The last night she was there, she was so excited about all God was doing that she couldn’t sleep and spent the whole night praising and thanking God. She also reflected on her own faith and made a re-commitment to Jesus herself. As she was praying, the lines of this hymn just came to her, one after another. She wrote it all in one shot!

Then, some years later, God used this song again in her life. Frances felt God calling her to be even more generous than she already was. The line in her song that says, “Take my silver and my gold,” inspired her to take all her jewelry and donate it to a ministry that helped the poor and told them about Jesus. She said giving it all away made her the happiest she had ever been.  

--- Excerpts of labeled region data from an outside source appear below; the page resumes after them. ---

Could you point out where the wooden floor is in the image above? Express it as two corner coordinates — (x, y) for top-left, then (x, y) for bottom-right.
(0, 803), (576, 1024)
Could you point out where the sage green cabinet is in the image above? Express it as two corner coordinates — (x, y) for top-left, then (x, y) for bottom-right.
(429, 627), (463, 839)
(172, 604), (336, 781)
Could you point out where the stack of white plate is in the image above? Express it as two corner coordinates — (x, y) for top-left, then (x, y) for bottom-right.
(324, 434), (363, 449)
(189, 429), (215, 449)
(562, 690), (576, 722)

Like Paul’s words in Romans 12, Frances’s hymn describes offering our whole life to Jesus as a living sacrifice. The word “consecrated” is like the word “holy” or “sacred” that we talked about earlier this week.  It means to be set apart for God. Frances wanted to be set apart for God to use for His purposes. She offered every part of her life. “Take my hands, take my feet, take my voice . . .” She wanted her whole life to belong to God. She knew life with Jesus is so much happier and full of joy and life that she wanted to give everything to Him. She offered to go wherever He told her to go and do whatever He told her to do because she knew it was what would bring her the most joy and make her feel the most alive. And it would help other people come to know Jesus too. Because Frances had experienced the joy that comes from Jesus, she wanted everyone in the world to experience it.

Frances lived the kind of life Paul described in Colossians 3—letting peace rule your hearts, being thankful, letting God’s Word dwell in you richly. Encouraging and teaching others with hymns from the Spirit. Doing everything in the name of Jesus. We can see from Frances’s life that when we live that way, we will experience a life filled with supernatural joy and happiness. And we will be able to bring that joy to other people. Doesn’t that sound amazing!? That’s what can happen when we commit our life to Jesus, offering our whole life to Him. When we sing this hymn, we are joining Frances in telling God that we want to give everything we have to Him, our whole lives. We want God to use our lives to help other people and bring His joy to their lives. That is how we find the most joy in our own lives. 

Modern Worship Song: I Offer My Life, by Don Moen

OPTIONAL PARENT STORY: Describe how you are offering your life to Jesus. How are you using your time, talents, and resources for the kingdom of God?

ACTIVITY: Think of some way you can share the joy of Jesus with someone else as a family today. Maybe you can write an encouraging note or draw pictures or make cookies and write a Scripture verse on the box or just call someone and talk. How can you share the joy in your heart with another person or family?  

PRAYER: Dear God, thank you for giving us abundant joy in life through Jesus. Help us to see all the ways we can offer our lives to be used by you. Help us to spread your love and joy to everyone we meet. In Jesus’s name, amen.

BIBLE MEMORY VERSE: “Offer your bodies as a living sacrifice, holy and pleasing to God” (Romans 12:1b).